Question

Write complete balanced half-reactions for (a) oxidation of nitrous acid to nitrate ion in acidic solution, (b) oxidation of \(\mathrm{N}_{2}\) to \(\mathrm{N}_{2} \mathrm{O}\) in acidic solution.

Short answer

The balanced half-reactions are as follows: (a) Oxidation of nitrous acid to nitrate ion in acidic solution: \[ \mathrm{HNO_{2}} + \mathrm{H_{2}O} \rightarrow \mathrm{NO_{3}^{-}} + 2e^{-} + 2\mathrm{H^{+}} \] (b) Oxidation of \(\mathrm{N}_{2}\) to \(\mathrm{N}_{2}\mathrm{O}\) in acidic solution: \[ \mathrm{N_{2}} + \mathrm{H_{2}O} \rightarrow \mathrm{N_{2}O} + 2e^{-} + 2\mathrm{H^{+}} \]

Step-by-step solution

Reaction (a) Nitrous acid to nitrate ion in acidic solution

Step 1: Write the unbalanced half-reaction Nitrous acid (\(\mathrm{HNO_{2}}\)) is converted into nitrate ion (\(\mathrm{NO_{3}^{-}}\)). \[ \mathrm{HNO_{2}} \rightarrow \mathrm{NO_{3}^{-}} \] Step 2: Find the change of oxidation state The oxidation state for nitrogen in nitrous acid is +3, while it is +5 in nitrate ion. The nitrogen gains 2 electrons in the process (it's being oxidized). \[ \mathrm{HNO_{2}} \rightarrow \mathrm{NO_{3}^{-}} + 2e^{-} \] Step 3: Balance the other atoms by adding water and protons \(\mathrm{H^{+}}\) To balance the oxygen atoms, we can add one water molecule to the left side. \[ \mathrm{HNO_{2}} + \mathrm{H_{2}O} \rightarrow \mathrm{NO_{3}^{-}} + 2e^{-} \] Now, we balance the hydrogen atoms by adding 2 protons \(\mathrm{H^{+}}\) to the right side. \[ \mathrm{HNO_{2}} + \mathrm{H_{2}O} \rightarrow \mathrm{NO_{3}^{-}} + 2e^{-} + 2\mathrm{H^{+}} \] The balanced half-reaction for the oxidation of nitrous acid is: \[ \mathrm{HNO_{2}} + \mathrm{H_{2}O} \rightarrow \mathrm{NO_{3}^{-}} + 2e^{-} + 2\mathrm{H^{+}} \]
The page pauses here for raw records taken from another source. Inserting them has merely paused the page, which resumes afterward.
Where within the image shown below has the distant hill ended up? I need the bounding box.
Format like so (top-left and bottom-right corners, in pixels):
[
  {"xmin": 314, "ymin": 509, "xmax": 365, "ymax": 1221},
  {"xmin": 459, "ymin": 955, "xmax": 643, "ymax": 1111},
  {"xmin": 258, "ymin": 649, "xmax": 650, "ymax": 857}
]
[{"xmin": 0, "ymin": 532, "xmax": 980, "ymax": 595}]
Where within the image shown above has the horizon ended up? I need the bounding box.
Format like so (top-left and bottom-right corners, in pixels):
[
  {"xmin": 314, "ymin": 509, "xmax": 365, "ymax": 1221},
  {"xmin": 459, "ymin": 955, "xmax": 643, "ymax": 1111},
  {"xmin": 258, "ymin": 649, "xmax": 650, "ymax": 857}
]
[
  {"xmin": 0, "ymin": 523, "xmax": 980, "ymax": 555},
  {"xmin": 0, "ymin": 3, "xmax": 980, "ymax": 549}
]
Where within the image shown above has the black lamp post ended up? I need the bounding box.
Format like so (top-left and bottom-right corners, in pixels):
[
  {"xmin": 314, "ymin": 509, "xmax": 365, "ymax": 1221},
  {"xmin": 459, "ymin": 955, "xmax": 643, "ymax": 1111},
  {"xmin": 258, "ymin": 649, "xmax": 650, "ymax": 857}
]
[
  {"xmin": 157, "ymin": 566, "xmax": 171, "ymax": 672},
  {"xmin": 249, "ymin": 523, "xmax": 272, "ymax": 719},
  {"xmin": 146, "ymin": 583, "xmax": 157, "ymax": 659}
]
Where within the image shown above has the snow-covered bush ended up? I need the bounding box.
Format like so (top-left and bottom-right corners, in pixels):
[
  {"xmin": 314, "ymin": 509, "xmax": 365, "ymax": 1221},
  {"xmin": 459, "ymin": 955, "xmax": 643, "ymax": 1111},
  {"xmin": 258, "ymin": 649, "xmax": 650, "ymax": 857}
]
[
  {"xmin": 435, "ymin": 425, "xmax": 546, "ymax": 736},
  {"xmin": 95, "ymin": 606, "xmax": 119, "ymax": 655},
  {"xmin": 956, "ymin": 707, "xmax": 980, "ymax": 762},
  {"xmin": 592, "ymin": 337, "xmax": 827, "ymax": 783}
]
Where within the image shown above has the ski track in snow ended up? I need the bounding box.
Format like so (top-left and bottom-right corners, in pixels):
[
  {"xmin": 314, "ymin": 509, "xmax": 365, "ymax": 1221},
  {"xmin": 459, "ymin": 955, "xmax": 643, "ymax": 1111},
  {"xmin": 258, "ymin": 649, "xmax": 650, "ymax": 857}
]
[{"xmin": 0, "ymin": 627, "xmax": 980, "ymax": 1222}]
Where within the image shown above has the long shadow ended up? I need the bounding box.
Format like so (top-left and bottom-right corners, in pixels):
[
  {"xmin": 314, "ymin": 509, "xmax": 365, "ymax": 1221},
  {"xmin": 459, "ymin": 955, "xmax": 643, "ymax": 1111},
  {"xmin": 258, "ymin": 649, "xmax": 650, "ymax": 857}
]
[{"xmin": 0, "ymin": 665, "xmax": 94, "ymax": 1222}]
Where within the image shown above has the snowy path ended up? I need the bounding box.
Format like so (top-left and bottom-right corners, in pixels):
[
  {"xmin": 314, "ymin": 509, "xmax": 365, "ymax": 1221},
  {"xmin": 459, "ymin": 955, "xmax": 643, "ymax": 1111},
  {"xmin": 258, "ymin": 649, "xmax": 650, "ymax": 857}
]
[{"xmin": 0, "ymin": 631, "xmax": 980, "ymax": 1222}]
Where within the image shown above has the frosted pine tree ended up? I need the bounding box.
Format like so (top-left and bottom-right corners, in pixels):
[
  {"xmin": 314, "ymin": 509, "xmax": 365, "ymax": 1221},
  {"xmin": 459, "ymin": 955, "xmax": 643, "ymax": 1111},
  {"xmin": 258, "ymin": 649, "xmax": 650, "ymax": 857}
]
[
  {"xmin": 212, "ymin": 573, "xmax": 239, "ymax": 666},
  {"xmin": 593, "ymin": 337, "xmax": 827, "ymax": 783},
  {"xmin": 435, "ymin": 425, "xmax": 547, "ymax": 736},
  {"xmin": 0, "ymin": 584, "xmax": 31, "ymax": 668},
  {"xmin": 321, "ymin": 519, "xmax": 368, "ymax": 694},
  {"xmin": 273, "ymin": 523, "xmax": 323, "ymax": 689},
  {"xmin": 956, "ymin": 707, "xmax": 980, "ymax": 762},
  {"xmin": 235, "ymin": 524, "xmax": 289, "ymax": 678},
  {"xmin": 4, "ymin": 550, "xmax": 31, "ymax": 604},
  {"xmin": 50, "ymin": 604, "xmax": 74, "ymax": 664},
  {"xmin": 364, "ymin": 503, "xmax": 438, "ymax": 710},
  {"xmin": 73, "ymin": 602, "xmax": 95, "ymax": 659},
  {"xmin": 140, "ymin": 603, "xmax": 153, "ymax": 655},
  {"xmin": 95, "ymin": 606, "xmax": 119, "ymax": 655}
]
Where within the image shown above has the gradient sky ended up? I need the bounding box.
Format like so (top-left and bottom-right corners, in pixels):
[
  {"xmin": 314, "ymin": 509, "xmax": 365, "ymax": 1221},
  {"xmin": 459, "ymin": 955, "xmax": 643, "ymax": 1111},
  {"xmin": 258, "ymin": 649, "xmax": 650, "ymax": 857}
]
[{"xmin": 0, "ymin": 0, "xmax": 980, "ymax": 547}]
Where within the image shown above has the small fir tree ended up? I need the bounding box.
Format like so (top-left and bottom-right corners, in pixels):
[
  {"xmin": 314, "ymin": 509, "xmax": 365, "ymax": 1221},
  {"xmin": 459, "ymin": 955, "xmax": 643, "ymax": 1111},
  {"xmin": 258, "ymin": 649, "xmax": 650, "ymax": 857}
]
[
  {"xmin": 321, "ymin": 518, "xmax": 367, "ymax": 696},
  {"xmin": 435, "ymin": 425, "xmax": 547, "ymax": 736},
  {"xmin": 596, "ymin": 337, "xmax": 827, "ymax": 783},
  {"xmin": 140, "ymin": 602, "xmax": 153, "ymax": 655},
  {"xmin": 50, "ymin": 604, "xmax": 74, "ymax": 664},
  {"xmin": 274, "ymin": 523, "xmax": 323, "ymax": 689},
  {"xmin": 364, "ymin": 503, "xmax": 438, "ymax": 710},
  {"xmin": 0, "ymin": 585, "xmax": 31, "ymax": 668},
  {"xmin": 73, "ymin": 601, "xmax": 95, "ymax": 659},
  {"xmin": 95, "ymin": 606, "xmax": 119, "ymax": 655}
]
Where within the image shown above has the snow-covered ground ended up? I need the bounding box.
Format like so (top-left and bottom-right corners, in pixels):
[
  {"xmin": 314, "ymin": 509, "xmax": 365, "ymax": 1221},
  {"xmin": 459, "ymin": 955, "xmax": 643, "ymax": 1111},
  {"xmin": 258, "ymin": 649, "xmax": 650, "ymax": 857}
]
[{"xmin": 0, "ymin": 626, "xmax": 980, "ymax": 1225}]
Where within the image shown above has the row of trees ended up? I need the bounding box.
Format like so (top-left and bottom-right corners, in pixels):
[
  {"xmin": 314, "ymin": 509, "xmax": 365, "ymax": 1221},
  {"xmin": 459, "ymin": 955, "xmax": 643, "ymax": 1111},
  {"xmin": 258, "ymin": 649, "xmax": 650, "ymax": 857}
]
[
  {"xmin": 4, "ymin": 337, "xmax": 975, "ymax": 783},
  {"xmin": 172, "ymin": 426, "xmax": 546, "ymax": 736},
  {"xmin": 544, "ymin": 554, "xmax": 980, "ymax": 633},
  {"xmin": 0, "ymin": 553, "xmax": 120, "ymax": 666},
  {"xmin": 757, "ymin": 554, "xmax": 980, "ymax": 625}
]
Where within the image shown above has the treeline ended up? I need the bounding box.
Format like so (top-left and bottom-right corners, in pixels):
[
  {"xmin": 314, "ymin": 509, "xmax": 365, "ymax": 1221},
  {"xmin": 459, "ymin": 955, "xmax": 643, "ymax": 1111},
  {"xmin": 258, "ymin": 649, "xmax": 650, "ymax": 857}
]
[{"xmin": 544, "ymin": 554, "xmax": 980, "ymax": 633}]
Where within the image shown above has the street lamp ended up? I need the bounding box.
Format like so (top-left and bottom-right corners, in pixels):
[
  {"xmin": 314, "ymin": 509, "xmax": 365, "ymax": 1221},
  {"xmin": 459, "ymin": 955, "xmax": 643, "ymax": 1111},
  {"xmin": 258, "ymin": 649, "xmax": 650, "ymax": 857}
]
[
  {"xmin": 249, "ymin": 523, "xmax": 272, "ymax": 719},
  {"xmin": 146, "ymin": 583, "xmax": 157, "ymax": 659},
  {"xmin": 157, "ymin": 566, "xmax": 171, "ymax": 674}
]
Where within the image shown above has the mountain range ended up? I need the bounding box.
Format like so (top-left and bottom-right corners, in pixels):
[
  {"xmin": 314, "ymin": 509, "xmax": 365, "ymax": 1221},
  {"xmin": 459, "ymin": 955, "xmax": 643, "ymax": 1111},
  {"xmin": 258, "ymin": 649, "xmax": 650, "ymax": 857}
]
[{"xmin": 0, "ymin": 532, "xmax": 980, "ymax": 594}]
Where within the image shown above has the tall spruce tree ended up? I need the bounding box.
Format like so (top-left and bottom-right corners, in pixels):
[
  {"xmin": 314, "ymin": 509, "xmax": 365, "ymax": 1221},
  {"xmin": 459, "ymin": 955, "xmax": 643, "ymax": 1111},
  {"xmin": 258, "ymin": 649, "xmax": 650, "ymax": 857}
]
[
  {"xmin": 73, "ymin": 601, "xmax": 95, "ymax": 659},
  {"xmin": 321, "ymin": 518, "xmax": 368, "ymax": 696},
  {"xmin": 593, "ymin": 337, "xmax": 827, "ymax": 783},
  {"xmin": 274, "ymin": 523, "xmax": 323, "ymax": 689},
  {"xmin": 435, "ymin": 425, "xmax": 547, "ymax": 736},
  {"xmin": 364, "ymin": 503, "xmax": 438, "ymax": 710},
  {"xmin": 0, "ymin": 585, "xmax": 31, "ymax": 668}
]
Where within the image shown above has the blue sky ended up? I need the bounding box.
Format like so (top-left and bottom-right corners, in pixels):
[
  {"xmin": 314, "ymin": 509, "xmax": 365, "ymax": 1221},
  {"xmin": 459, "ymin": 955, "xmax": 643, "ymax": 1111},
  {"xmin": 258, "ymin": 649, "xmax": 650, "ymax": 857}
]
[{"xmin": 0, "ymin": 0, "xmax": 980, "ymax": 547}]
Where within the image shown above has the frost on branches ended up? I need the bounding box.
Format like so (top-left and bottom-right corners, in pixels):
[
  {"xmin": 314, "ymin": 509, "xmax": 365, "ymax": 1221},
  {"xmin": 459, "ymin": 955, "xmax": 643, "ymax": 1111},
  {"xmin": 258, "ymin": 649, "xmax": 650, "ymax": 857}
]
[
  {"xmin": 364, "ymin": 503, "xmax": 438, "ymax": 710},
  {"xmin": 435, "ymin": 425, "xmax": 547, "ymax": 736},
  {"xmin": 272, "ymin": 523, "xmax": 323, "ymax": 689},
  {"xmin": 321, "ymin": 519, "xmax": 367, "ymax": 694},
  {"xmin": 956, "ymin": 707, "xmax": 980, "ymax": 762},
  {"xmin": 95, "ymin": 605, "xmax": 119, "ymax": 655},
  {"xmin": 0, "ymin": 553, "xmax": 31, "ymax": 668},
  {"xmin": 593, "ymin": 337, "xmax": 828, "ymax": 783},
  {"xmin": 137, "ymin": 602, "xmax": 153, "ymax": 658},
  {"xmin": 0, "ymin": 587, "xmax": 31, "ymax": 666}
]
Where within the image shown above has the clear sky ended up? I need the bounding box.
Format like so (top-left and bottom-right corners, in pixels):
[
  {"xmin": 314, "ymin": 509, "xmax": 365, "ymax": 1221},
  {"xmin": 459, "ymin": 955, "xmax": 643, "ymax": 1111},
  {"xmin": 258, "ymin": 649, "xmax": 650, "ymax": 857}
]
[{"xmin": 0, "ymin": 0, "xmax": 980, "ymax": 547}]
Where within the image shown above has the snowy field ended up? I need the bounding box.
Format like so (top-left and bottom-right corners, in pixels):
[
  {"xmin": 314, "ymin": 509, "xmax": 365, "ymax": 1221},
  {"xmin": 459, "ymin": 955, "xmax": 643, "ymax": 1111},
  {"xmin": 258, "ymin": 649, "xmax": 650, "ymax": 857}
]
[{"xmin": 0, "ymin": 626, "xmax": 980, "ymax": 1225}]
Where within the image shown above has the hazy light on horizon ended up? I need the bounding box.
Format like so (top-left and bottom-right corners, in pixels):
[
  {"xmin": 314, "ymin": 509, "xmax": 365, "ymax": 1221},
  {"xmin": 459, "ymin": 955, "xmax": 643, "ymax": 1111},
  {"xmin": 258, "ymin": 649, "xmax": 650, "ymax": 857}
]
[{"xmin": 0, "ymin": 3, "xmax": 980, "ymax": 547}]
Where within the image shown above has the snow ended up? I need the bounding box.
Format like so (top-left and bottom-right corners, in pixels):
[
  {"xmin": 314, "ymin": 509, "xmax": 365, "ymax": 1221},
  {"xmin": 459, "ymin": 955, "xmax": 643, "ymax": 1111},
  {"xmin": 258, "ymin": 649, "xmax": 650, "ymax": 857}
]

Reaction (b) Oxidation of \(\mathrm{N}_{2}\) to \(\mathrm{N}_{2}$$\mathrm{O}\) in an acidic solution

Step 1: Write the unbalanced half-reaction Dinitrogen (\(\mathrm{N_{2}}\)) is converted into nitrous oxide (\(\mathrm{N_{2}O}\)). \[ \mathrm{N_{2}} \rightarrow \mathrm{N_{2}O} \] Step 2: Find the change of oxidation state The oxidation state of nitrogen in dinitrogen is 0, while it is +1 in nitrous oxide. Each nitrogen gains 1 electron in this process (they're being oxidized). \[ \mathrm{N_{2}} \rightarrow \mathrm{N_{2}O} + 2e^{-} \] Step 3: Balance the other atoms by adding water and protons \(\mathrm{H^{+}}\) To balance the oxygen atom, we can add one water molecule to the left side. \[ \mathrm{N_{2}} + \mathrm{H_{2}O} \rightarrow \mathrm{N_{2}O} + 2e^{-} \] Now, we balance the hydrogen atoms by adding 2 protons \(\mathrm{H^{+}}\) to the right side. \[ \mathrm{N_{2}} + \mathrm{H_{2}O} \rightarrow \mathrm{N_{2}O} + 2e^{-} + 2\mathrm{H^{+}} \] The balanced half-reaction for the oxidation of dinitrogen is: \[ \mathrm{N_{2}} + \mathrm{H_{2}O} \rightarrow \mathrm{N_{2}O} + 2e^{-} + 2\mathrm{H^{+}} \]